2. It now does seem the Accused was unable to meet the terms of his release on bail because on 9th November 2020, after he made the election that the trial should proceed before me from where it stopped before Justice Meoli, the accused requested that his bail terms be reviewed by being reduced to cash bail of KSh.100,00.  The state opposed that review on the basis that the terms of bail, as they are, are commensurate to the charge of murder.

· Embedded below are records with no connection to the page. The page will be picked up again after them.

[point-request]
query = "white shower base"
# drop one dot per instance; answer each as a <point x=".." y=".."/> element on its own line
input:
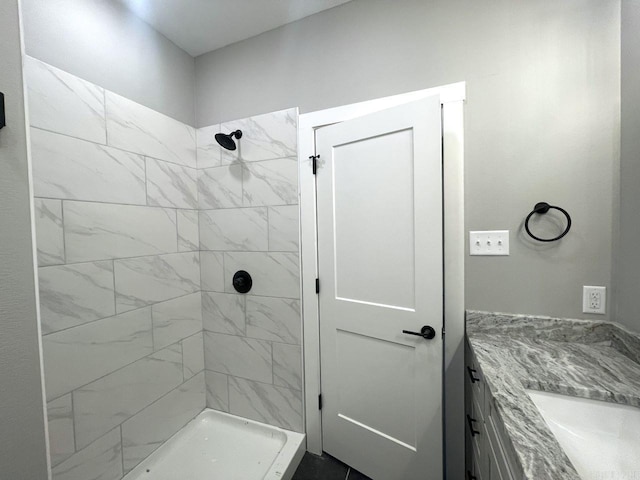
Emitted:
<point x="219" y="446"/>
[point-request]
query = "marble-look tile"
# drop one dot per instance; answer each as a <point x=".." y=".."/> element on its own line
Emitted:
<point x="176" y="319"/>
<point x="193" y="355"/>
<point x="217" y="390"/>
<point x="276" y="319"/>
<point x="212" y="271"/>
<point x="171" y="185"/>
<point x="109" y="401"/>
<point x="223" y="313"/>
<point x="80" y="355"/>
<point x="284" y="229"/>
<point x="243" y="357"/>
<point x="208" y="150"/>
<point x="272" y="182"/>
<point x="61" y="436"/>
<point x="145" y="280"/>
<point x="99" y="231"/>
<point x="136" y="128"/>
<point x="149" y="429"/>
<point x="63" y="103"/>
<point x="68" y="168"/>
<point x="220" y="187"/>
<point x="74" y="294"/>
<point x="102" y="460"/>
<point x="287" y="365"/>
<point x="264" y="137"/>
<point x="274" y="274"/>
<point x="188" y="231"/>
<point x="239" y="229"/>
<point x="49" y="233"/>
<point x="277" y="406"/>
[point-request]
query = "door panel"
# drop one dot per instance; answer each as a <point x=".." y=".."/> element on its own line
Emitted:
<point x="379" y="200"/>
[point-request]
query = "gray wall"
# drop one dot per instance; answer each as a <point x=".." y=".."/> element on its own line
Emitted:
<point x="102" y="42"/>
<point x="542" y="116"/>
<point x="22" y="438"/>
<point x="627" y="278"/>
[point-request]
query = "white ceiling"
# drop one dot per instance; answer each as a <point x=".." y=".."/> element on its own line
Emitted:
<point x="199" y="26"/>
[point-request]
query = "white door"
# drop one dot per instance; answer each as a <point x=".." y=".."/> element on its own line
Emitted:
<point x="379" y="200"/>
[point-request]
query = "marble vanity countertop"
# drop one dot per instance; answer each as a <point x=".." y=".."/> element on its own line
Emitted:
<point x="597" y="360"/>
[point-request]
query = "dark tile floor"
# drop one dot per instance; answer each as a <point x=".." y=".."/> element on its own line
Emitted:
<point x="325" y="467"/>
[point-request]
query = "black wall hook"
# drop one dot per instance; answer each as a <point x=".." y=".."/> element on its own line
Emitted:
<point x="541" y="208"/>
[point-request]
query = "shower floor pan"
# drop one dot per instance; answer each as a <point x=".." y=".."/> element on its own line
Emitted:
<point x="219" y="446"/>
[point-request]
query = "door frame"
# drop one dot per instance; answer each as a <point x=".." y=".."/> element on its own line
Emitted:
<point x="452" y="98"/>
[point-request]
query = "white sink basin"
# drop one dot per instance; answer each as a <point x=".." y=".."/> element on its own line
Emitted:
<point x="601" y="439"/>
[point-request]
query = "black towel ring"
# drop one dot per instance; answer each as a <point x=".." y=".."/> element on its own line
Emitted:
<point x="542" y="208"/>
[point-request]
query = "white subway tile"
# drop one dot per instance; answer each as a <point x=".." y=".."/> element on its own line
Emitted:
<point x="49" y="232"/>
<point x="147" y="430"/>
<point x="107" y="402"/>
<point x="82" y="354"/>
<point x="61" y="436"/>
<point x="71" y="295"/>
<point x="273" y="405"/>
<point x="98" y="231"/>
<point x="63" y="103"/>
<point x="176" y="319"/>
<point x="102" y="460"/>
<point x="244" y="357"/>
<point x="220" y="187"/>
<point x="223" y="313"/>
<point x="264" y="137"/>
<point x="212" y="271"/>
<point x="287" y="365"/>
<point x="272" y="182"/>
<point x="193" y="355"/>
<point x="171" y="185"/>
<point x="136" y="128"/>
<point x="188" y="231"/>
<point x="145" y="280"/>
<point x="276" y="319"/>
<point x="68" y="168"/>
<point x="284" y="228"/>
<point x="240" y="229"/>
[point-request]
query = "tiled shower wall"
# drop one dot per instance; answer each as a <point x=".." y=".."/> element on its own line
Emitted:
<point x="249" y="221"/>
<point x="119" y="273"/>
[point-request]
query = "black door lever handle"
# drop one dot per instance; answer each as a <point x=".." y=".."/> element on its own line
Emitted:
<point x="425" y="332"/>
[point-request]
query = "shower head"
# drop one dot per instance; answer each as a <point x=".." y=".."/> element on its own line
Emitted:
<point x="226" y="140"/>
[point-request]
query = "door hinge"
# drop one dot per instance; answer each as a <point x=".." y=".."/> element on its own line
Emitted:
<point x="314" y="160"/>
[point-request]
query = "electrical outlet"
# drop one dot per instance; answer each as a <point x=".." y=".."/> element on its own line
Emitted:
<point x="494" y="242"/>
<point x="594" y="299"/>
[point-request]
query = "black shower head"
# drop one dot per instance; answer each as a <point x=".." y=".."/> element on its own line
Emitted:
<point x="226" y="140"/>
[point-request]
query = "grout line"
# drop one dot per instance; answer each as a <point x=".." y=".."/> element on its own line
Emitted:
<point x="122" y="449"/>
<point x="256" y="381"/>
<point x="117" y="259"/>
<point x="64" y="236"/>
<point x="115" y="295"/>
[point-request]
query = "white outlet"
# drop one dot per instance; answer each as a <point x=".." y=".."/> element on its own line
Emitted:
<point x="594" y="299"/>
<point x="494" y="242"/>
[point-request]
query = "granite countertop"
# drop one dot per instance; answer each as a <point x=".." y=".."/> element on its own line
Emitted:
<point x="597" y="360"/>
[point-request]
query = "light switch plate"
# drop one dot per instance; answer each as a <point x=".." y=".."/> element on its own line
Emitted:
<point x="489" y="242"/>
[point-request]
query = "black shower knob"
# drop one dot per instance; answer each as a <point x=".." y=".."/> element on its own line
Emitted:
<point x="242" y="281"/>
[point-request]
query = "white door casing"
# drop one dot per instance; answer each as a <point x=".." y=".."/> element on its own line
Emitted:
<point x="380" y="263"/>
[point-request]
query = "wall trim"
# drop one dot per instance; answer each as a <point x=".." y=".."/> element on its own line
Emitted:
<point x="452" y="97"/>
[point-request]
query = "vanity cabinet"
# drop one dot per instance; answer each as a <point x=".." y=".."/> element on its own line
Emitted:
<point x="485" y="453"/>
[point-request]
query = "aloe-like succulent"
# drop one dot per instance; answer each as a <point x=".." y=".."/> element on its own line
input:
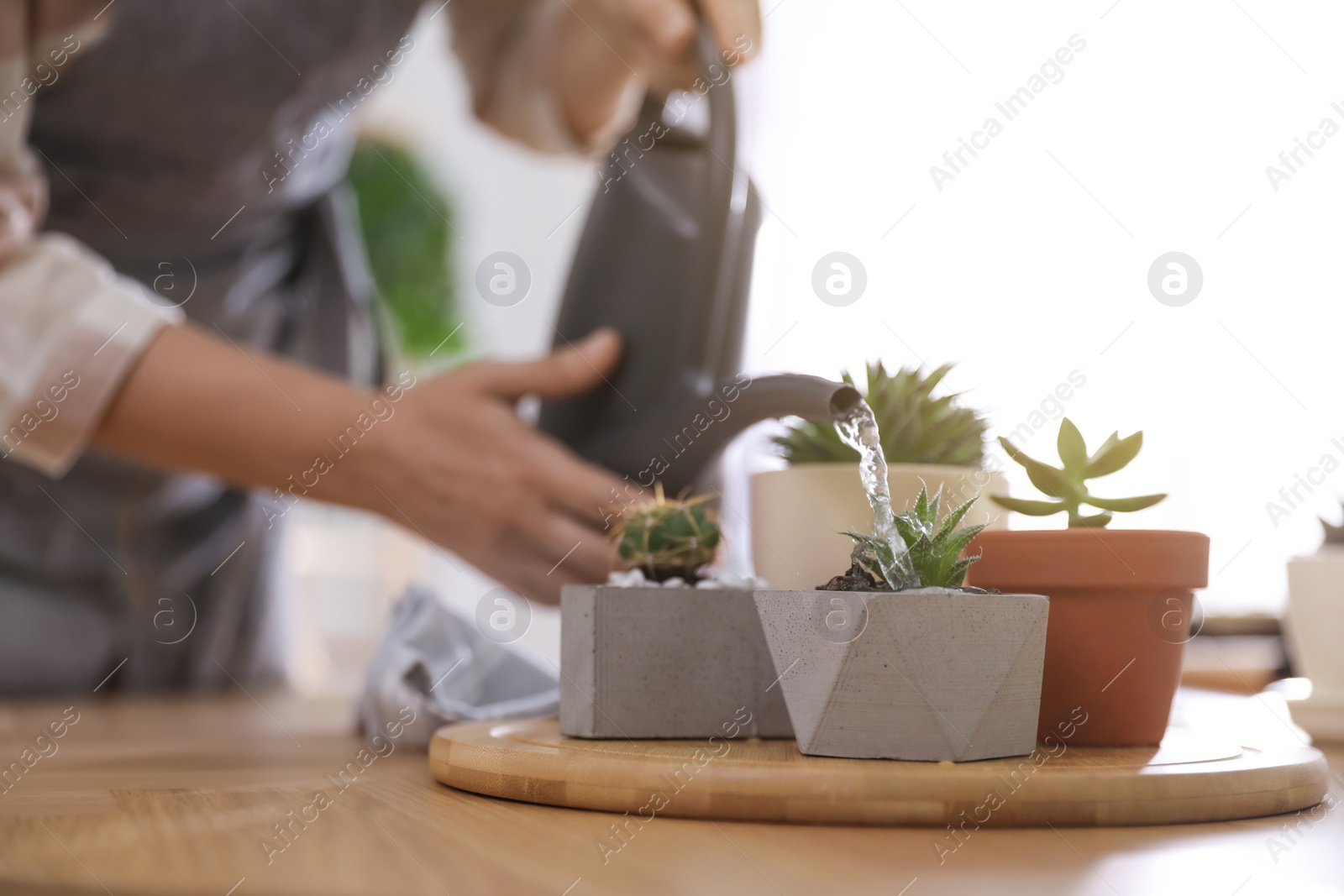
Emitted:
<point x="1068" y="484"/>
<point x="669" y="537"/>
<point x="916" y="426"/>
<point x="933" y="550"/>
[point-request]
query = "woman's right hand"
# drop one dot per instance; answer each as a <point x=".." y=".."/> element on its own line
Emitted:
<point x="449" y="458"/>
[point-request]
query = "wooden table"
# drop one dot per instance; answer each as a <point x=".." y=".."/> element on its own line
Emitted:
<point x="178" y="795"/>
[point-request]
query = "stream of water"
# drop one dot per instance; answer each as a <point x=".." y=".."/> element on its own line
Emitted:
<point x="859" y="430"/>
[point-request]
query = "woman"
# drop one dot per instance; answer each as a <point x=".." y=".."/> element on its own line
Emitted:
<point x="205" y="143"/>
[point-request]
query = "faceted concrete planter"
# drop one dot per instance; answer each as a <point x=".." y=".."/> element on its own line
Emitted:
<point x="665" y="663"/>
<point x="932" y="673"/>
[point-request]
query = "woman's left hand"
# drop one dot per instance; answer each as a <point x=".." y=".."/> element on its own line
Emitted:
<point x="602" y="46"/>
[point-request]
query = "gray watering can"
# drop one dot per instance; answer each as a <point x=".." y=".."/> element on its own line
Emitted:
<point x="665" y="258"/>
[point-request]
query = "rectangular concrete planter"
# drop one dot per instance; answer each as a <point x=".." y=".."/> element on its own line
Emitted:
<point x="932" y="673"/>
<point x="665" y="663"/>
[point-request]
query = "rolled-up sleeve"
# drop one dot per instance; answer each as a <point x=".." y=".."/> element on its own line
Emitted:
<point x="71" y="327"/>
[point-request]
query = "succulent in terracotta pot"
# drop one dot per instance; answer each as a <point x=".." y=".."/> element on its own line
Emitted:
<point x="897" y="660"/>
<point x="927" y="438"/>
<point x="665" y="651"/>
<point x="1120" y="600"/>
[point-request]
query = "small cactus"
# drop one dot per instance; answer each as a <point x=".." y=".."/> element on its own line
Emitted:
<point x="669" y="539"/>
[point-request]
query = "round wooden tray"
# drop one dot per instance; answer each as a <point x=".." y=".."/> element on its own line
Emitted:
<point x="1189" y="778"/>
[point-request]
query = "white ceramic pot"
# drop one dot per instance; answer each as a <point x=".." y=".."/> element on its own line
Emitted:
<point x="799" y="512"/>
<point x="931" y="673"/>
<point x="1312" y="629"/>
<point x="665" y="663"/>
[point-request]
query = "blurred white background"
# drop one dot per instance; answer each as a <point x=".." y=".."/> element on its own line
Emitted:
<point x="1028" y="265"/>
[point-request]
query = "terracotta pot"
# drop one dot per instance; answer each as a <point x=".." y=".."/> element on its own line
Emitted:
<point x="1120" y="610"/>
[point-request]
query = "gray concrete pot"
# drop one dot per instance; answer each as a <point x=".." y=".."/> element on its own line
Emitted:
<point x="665" y="663"/>
<point x="931" y="673"/>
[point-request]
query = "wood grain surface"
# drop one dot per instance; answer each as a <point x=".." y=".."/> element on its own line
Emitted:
<point x="179" y="795"/>
<point x="1191" y="777"/>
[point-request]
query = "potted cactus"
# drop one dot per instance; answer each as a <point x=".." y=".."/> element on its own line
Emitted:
<point x="796" y="512"/>
<point x="665" y="651"/>
<point x="897" y="660"/>
<point x="1120" y="600"/>
<point x="1312" y="626"/>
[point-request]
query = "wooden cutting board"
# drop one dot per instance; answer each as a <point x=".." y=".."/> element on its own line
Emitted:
<point x="1189" y="778"/>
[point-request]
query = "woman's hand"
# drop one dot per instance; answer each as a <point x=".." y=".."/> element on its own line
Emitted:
<point x="448" y="457"/>
<point x="457" y="464"/>
<point x="601" y="46"/>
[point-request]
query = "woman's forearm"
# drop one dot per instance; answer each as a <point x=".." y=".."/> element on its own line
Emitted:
<point x="197" y="402"/>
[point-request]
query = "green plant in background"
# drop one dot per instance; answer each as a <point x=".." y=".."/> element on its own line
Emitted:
<point x="669" y="539"/>
<point x="405" y="222"/>
<point x="933" y="553"/>
<point x="916" y="426"/>
<point x="1068" y="484"/>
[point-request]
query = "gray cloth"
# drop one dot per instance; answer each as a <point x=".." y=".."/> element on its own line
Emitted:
<point x="447" y="671"/>
<point x="160" y="144"/>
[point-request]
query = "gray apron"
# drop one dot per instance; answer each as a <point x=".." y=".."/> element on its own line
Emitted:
<point x="155" y="139"/>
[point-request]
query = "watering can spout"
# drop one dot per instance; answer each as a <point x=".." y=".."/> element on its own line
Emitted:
<point x="674" y="443"/>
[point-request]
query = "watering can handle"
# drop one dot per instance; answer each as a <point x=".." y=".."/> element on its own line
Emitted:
<point x="712" y="85"/>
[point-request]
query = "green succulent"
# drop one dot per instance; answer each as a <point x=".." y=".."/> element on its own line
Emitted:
<point x="1068" y="484"/>
<point x="933" y="551"/>
<point x="669" y="539"/>
<point x="916" y="426"/>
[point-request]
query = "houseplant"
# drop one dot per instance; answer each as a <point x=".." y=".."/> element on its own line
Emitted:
<point x="895" y="660"/>
<point x="1120" y="600"/>
<point x="1315" y="620"/>
<point x="651" y="656"/>
<point x="931" y="441"/>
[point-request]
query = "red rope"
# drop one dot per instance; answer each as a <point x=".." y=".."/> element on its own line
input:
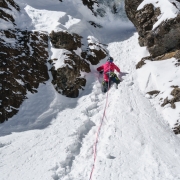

3. Undoubtedly the seriousness of the offence ought to be a consideration when the court is considering a bail application, or as in this case where the court is considering revision of bail terms.  This indeed was what was stated by Justice C. Meoli in the case

Maurice Amugumbi Jumba v Republic [2019] eKLRthus:

“Hence the caution in Watoro v Republic (1991) KLR 220 as cited by Achode J.in George Kamau’scase: -

“The seriousness of the offence in terms of the sentence likely to follow a conviction has been held repeatedly to be a consideration in exercising discretion.... What I think is important for the court to bear in mind, and reason for the caution to remember the presumption of innocence, is that, it would be wrong to leap to the conclusion that the accused was guilty because has(SIC)been charged and decide the bail application on that basis.”

4. In that case the court further stated:

“There must be a balance between the presumption of innocence and the nature of the offence, as observed by Ibrahim J (as he then was) in Philip Anyanya v R (2010) eKLR

“Whatever the court will decide, the fear and anxiety exerting on an accused’s mind during the trial in a murder case cannot be ignored.  The possibility of thinking of flight by an accused person facing a capital offence is real and cannot be wished away.  It is therefore true that the seriousness of an offence and the sentence for which is possible upon conviction is a matter which can bear on the accused and can affect his decision to attend trial or not.”

5. It is with the above sentiments in mind that I agree with the submission made by the state that the bail terms granted to the Accused on 18th September 2017 are commensurate to the charge he faces.  There is no basis in my view for reviewing those terms.

For the above reasons the application to review bail terms is declined.

SIGNED AND DELIVERED VIRTUALLY THIS 17TH DAY OF NOVEMBER 2020.

MARY KASANGO

JUDGE

17th November 2020

Before Justice Mary Kasango

C/A  -  Kevin

Accused: ANTONY BARASA WAFULA - Present

For Accused  -  No appearance

For the State  -  Ms Kathambi

COURT

Ruling virtually delivered in their presence.